Session layer session hijacking and security

Session layer session hijacking

Due to the characteristics of the session layer transmitting data, session hijacking may occur when a session occurs. Session hijacking occurs when an attacker tries to take over a TCP session established between two computers. The basic steps of session hijacking include: finding sessions, guessing sequence numbers, forcing users to go offline, and taking over sessions. The purpose of session hijacking is to steal an authorized connection from a valid system. If the hacker succeeds, he can execute local commands. If he hijacks a privileged account, the hacker has the same access rights as the privileged user. What makes session hijacking so dangerous is that it allows control of existing accounts, which leaves almost no trace of the attack. Two tools that can be used for session hijacking are Ettercap and Hunt.
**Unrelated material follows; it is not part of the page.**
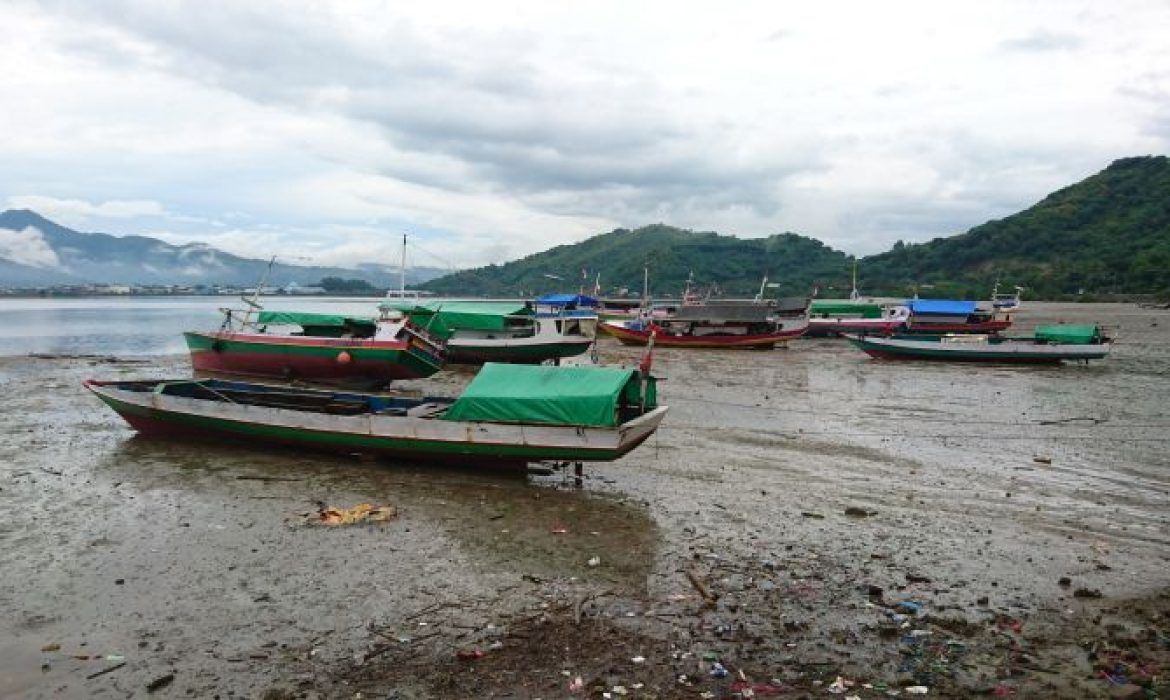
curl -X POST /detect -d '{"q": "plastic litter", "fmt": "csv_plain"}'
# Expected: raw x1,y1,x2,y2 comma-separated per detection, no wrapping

Session layer prevents and detects session hijacking

There are two main mechanisms to solve the problem of hijacking: blocking and detection. Blocking methods include limiting the number of incoming connections and configuring the network to reject packets from the Internet but claiming to be from a local address.
Encryption can also help. If you must allow connections from external trusted hosts, use Kerberos or IPsec for encryption. FTP and Telnet are quite fragile and we need to use more secure protocols. SecureShell (SSH) is a good choice. SSH establishes an encrypted channel on local and remote hosts. Using IDS or IPS systems can improve detection. Using switches, security protocols such as SSH, and a more random initial sequence number will increase the difficulty of session hijacking.